The mountains have a brutality all their own, the natural cruelty of the natural world. Their allure would shame Helen of Troy, their gentleness comforts many a forlorn heart, and their caprice has often broken and killed. Many believe that there are ghosts in the mountains. If so, there is good reason. Yet I love the mountains enough to haunt them myself, at least while I live.

There are secrets as closely hidden as ghosts. I have learned some, and shall never learn all.  In a certain season, under right conditions beneath the thick trees at night, the blue-ghost fireflies wake. They are will-o-the-wisps, faint points of steady, cold light drifting a foot or two above the forest floor.  I have seen them more than once, and every time I feel I am in a world between worlds and beyond time.

And then there is the world below, with graceful creatures born in profound darkness.
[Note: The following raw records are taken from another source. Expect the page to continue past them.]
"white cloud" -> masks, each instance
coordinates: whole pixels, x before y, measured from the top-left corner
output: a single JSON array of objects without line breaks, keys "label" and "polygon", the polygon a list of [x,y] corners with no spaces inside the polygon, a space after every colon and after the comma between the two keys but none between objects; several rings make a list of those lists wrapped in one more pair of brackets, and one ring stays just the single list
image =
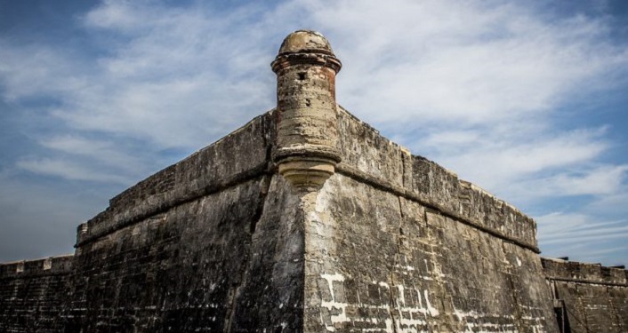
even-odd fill
[{"label": "white cloud", "polygon": [[132,178],[123,176],[108,174],[101,169],[90,169],[83,163],[58,158],[23,158],[18,161],[16,165],[18,168],[31,172],[60,177],[70,180],[89,180],[117,184],[130,184],[133,181]]}]

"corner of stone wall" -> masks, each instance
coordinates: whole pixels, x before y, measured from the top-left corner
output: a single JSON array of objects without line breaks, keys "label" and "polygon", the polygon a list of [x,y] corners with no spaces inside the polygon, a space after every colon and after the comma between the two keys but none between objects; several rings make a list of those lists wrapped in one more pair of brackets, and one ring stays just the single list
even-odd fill
[{"label": "corner of stone wall", "polygon": [[140,181],[113,197],[105,210],[78,226],[75,247],[176,205],[268,172],[275,131],[271,110],[184,160]]},{"label": "corner of stone wall", "polygon": [[455,172],[411,155],[340,106],[338,112],[340,172],[539,252],[534,219]]}]

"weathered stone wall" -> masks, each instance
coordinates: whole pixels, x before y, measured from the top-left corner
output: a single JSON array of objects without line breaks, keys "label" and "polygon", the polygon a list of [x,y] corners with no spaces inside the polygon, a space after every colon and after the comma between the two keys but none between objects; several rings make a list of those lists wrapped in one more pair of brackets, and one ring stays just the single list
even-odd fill
[{"label": "weathered stone wall", "polygon": [[68,331],[298,330],[298,201],[269,172],[273,114],[111,200],[79,227]]},{"label": "weathered stone wall", "polygon": [[565,332],[628,331],[628,271],[542,258]]},{"label": "weathered stone wall", "polygon": [[0,265],[0,332],[59,332],[72,256]]},{"label": "weathered stone wall", "polygon": [[277,110],[0,266],[0,330],[626,330],[625,272],[542,266],[534,220],[337,107],[320,34],[272,67]]},{"label": "weathered stone wall", "polygon": [[538,252],[535,221],[421,156],[410,155],[339,107],[340,173],[412,198],[460,223]]},{"label": "weathered stone wall", "polygon": [[340,119],[339,172],[303,199],[304,331],[558,331],[532,219]]}]

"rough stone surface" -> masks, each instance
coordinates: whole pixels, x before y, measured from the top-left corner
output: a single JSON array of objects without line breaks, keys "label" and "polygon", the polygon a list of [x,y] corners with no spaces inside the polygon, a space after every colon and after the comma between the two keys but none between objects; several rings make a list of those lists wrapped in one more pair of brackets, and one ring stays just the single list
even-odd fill
[{"label": "rough stone surface", "polygon": [[565,332],[628,331],[628,271],[542,258]]},{"label": "rough stone surface", "polygon": [[557,331],[533,251],[342,175],[309,203],[304,331]]},{"label": "rough stone surface", "polygon": [[0,332],[60,332],[72,256],[0,265]]},{"label": "rough stone surface", "polygon": [[276,110],[111,199],[74,256],[0,265],[0,331],[626,331],[625,271],[542,261],[532,218],[337,107],[340,66],[291,34]]}]

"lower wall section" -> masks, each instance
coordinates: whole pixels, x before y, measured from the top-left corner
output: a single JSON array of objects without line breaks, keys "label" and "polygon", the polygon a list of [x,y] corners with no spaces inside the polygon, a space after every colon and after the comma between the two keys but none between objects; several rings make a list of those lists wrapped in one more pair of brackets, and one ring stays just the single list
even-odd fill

Into narrow passages, muddy pits, cold depths and palaces of lonely glory, life has made its way. The mountains are so riddled with holes and running water that it is a wonder they stand. No one knows the full measure of those caverns, caves and chasms.

There are as many secrets of the light. Flowers, rarely seen, bloom along the high trails and in what remains of the old-growth forests. Trees with more character than the most colorful human are not difficult to find, nor are rock-faces that bend and buckle to make mosaics more fascinating than the Byzantines.  Salamanders in jewel-colors hide among the rocks and leaves. There are sheer walls thick with colonies of moss and flower, and streams that curve and tumble through labyrinthine channels in long-suffering boulders. I know a place where reindeer lichen and thick moss wage a quiet, endless war.  In short, there is no inch of sameness, no possibility of monotony.

Old and young are seamlessly interwoven in these mountains, and memory and present life merge.  But in the end, they are just mountains, aren’t they?